Adam Johnson’s North Korea is hell. In a country foreign to readers, a challenge lies in deciphering where fact ends and fiction begins. It’s a culture where it’s more important to get the story straight than to tell the truth. Yet it provides the setting for an exquisitely crafted tale, a love story and an examination of the human spirit, and a novel that more than meets the promise of its own ambition.

Pak Jun Do thinks he’s the son of the master of ‘Long Tomorrows’, a work camp for orphans, because only a true father “could take a boy’s shoes in winter … could burn a son with the smoking end of a coal shovel.” His beautiful mother was stolen to Pyongyang. By the time Jun Do makes it to Pyongyang himself, he is wearing another’s clothes. By then, he has fought as a tunnel soldier, kidnapped foreigners, and worked as a spy on a fishing boat.

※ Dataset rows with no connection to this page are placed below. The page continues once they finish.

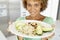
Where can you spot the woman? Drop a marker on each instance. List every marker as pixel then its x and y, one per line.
pixel 34 7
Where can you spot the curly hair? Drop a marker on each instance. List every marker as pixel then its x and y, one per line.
pixel 43 4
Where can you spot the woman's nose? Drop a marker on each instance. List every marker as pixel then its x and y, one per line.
pixel 32 8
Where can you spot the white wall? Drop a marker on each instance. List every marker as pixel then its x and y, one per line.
pixel 51 10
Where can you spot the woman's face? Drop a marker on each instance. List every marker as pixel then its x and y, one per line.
pixel 33 7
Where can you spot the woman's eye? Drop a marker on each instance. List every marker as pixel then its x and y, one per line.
pixel 29 4
pixel 36 5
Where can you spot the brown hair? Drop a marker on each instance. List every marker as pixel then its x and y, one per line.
pixel 43 4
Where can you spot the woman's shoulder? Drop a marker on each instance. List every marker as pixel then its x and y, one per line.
pixel 49 20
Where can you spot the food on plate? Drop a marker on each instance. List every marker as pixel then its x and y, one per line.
pixel 31 28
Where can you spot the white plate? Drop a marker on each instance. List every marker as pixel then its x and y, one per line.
pixel 13 30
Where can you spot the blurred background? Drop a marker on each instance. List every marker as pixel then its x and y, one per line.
pixel 10 10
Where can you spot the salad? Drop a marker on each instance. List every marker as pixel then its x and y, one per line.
pixel 32 28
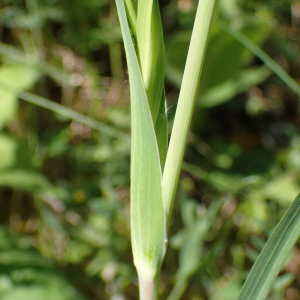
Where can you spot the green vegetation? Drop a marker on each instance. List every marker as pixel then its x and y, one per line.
pixel 65 150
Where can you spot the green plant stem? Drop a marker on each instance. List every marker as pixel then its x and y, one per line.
pixel 148 287
pixel 186 102
pixel 268 61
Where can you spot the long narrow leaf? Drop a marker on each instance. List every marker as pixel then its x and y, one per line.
pixel 151 52
pixel 186 102
pixel 147 211
pixel 273 255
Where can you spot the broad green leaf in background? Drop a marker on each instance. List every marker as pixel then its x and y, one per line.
pixel 225 59
pixel 17 77
pixel 273 255
pixel 147 211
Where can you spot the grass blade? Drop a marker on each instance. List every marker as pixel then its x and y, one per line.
pixel 263 56
pixel 186 102
pixel 147 211
pixel 151 52
pixel 273 255
pixel 67 112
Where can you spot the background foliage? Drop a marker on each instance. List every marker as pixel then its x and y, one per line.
pixel 64 187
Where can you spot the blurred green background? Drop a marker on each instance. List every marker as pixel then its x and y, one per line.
pixel 64 186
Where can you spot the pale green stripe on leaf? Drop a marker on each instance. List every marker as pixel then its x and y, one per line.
pixel 131 14
pixel 147 211
pixel 161 131
pixel 151 52
pixel 186 102
pixel 273 255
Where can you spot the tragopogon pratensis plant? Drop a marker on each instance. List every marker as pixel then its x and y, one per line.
pixel 155 165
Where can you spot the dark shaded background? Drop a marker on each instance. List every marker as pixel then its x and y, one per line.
pixel 64 187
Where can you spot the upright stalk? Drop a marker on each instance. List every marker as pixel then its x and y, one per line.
pixel 186 102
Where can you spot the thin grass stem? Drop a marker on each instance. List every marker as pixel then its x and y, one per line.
pixel 186 102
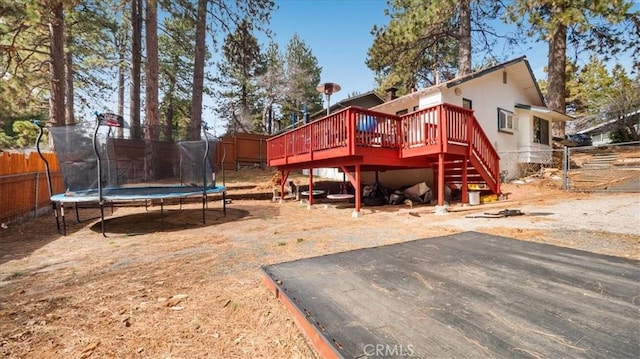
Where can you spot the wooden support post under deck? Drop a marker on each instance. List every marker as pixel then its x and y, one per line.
pixel 441 179
pixel 310 187
pixel 284 175
pixel 355 182
pixel 465 184
pixel 357 211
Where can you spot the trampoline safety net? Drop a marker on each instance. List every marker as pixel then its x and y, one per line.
pixel 126 162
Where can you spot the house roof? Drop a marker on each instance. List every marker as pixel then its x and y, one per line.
pixel 520 73
pixel 555 115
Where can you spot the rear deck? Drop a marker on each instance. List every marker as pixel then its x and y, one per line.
pixel 467 295
pixel 445 138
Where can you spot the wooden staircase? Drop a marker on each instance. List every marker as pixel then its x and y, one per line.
pixel 445 137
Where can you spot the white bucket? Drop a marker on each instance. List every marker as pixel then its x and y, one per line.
pixel 474 198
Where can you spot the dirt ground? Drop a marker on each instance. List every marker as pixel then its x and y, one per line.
pixel 172 287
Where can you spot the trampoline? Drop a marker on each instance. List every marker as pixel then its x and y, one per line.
pixel 105 167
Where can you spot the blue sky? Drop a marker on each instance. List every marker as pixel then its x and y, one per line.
pixel 338 32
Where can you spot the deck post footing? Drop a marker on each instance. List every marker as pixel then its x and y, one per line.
pixel 441 210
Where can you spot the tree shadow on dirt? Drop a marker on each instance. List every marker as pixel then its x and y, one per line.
pixel 167 221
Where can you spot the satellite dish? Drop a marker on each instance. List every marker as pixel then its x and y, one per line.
pixel 328 88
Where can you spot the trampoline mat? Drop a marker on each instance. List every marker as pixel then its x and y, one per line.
pixel 136 193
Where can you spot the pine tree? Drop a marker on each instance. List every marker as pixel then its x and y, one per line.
pixel 302 77
pixel 585 25
pixel 241 66
pixel 427 42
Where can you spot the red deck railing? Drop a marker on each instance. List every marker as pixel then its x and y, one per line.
pixel 444 128
pixel 341 132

Someone said to write a successful, engaging novel, you must put your hero somewhere evocative, and make them suffer. Jun Do suffers for North Korea, over and over, and he suffers for Johnson’s brilliant novel.

His adventures take him to Texas. On his return, tainted by exposure to the west, Jun Do is thrown into prison camp. And that is the end of Jun Do, although he reappears as Commander Ga, an identity he has adopted necessarily, and without premeditation.

Johnson’s characters are deftly sketched, and North Korea is portrayed so believably it’s difficult to believe the author has only visited once.